My very basic attempt re-write this using Dagger.jl is:

using Distributed; addprocs(4)
nworkers = length(workers())
@everywhere using Dagger
@everywhere using LinearAlgebra

c_dist = Int64(c/nworkers)
DA = DArray(A,Blocks(a*b,c_dist)) # distribute the outer most dimension of A equally among workers (assuming c is divisible by nworkers)
DD = DArray(zeros(a,nworkers),Blocks(a,1)) # each worker will produce a local (a,1) vector as its local contribution to D
D_dagger = similar(B)

function dagger_two_step_gemmv!(DA::DMatrix{T},B::Vector{T},C::Matrix{T},C_reshape::Vector{T},DD::DMatrix{T},D::Vector{T},c_dist::Int64) where {T}

    DAc = DA.chunks
    DDc = DD.chunks

    DAmt, DAnt = size(DAc) # should be 1 x nworkers
    DDmt = size(DDc,2) # should be nworkers

    Dagger.spawn_datadeps() do 

        for w in range(1,DDmt)

            B_view = @view B[1+(w-1)*c_dist:w*c_dist]
            Dagger.@spawn mul!(InOut(C_reshape),In(DAc[1,w]),In(B_view))
            Dagger.@spawn mul!(InOut(DDc[1,w]),In(C),In(B))
            
        end

    end

    D .= sum(fetch(DD);dims=2)

    return D

end

@btime dagger_two_step_gemmv!($DA,$B,$C,$C_reshape,$DD,$D_dagger,$c_dist) # 6.014 ms (84316 allocations: 5.18 MiB)

D_dagger ≈ D_serial # true

My idea is to distribute the outer dimension of the initial matrix Mabc (here A) across all workers (keeping “workers” very general so that depending on the system they could be threads, CPUs or GPUs) and then the subsequent operations can all occur one each worker, independent of others, then finally collect the results.

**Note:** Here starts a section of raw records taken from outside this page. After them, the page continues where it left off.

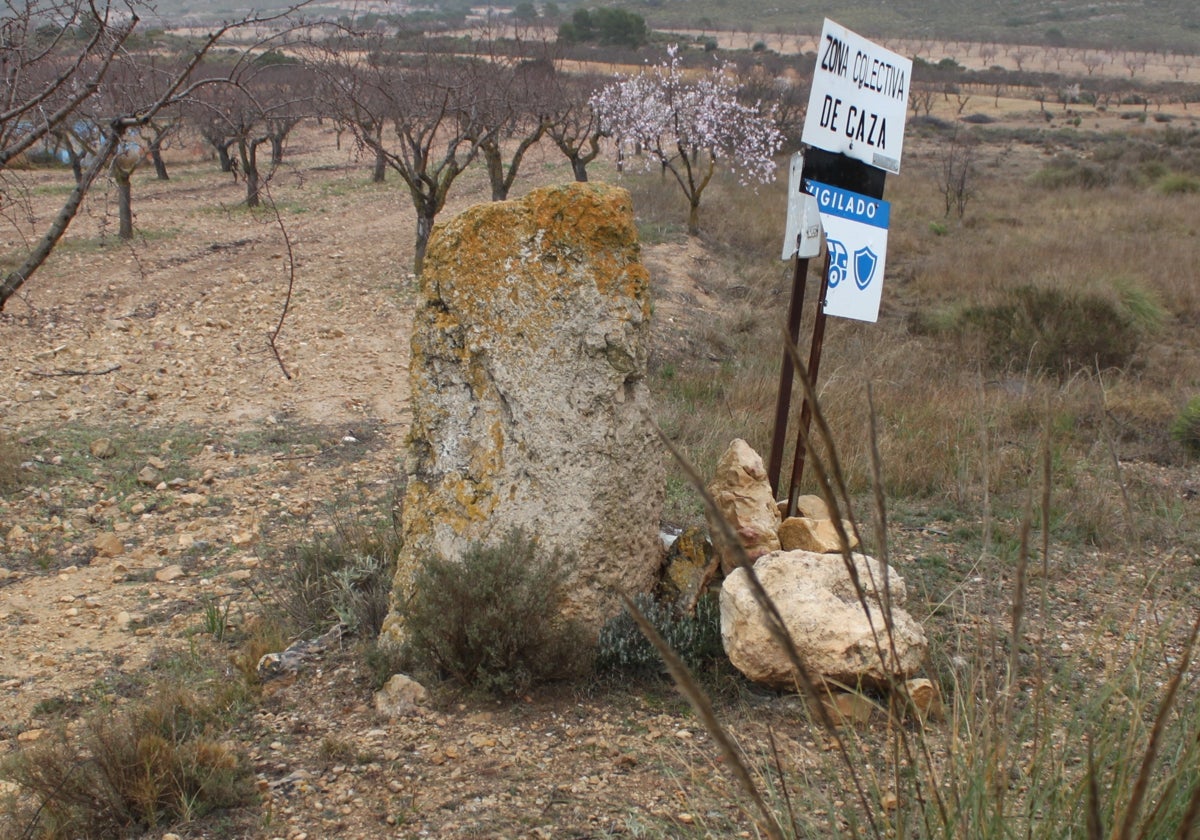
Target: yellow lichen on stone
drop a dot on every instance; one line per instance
(528, 396)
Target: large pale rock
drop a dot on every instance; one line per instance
(688, 568)
(799, 533)
(400, 696)
(528, 394)
(827, 623)
(743, 495)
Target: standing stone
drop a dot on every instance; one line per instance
(528, 394)
(743, 495)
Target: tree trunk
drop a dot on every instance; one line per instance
(249, 154)
(496, 173)
(124, 203)
(160, 167)
(17, 277)
(694, 216)
(424, 228)
(381, 168)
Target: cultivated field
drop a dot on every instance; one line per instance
(1027, 385)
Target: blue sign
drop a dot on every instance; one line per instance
(857, 237)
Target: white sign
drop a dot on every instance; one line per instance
(859, 99)
(857, 237)
(802, 237)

But its clear that this method isn’t faster than the serial code and allocates a lot.

The problem is that these subsequent operations require the reshaping of an intermediate Matrix/Vector C. I initially tried “distributing” C such that each worker gets a local copy to work with using either DC = DArray(zeros(a,b*nworkers),Blocks(a,b)) such that each worker will work with a local (a,b) block of C or using DC = Dagger.@shard C. But I couldn’t get either of these approaches to work, with issues either with Dagger.jl not liking me trying to reshape these objects or getting incorrect final results. It seems to me that using @shard should, in theory, allow both a DC and DC_reshape to be defined in advance so that each worker can work with their own shard without needing to allocate or move any data. (It also makes sense that B could be sharded so each worker gets a copy but I am not sure the best way to update these shards without allocating/garbage collection.

Any help would be greatly appreciated!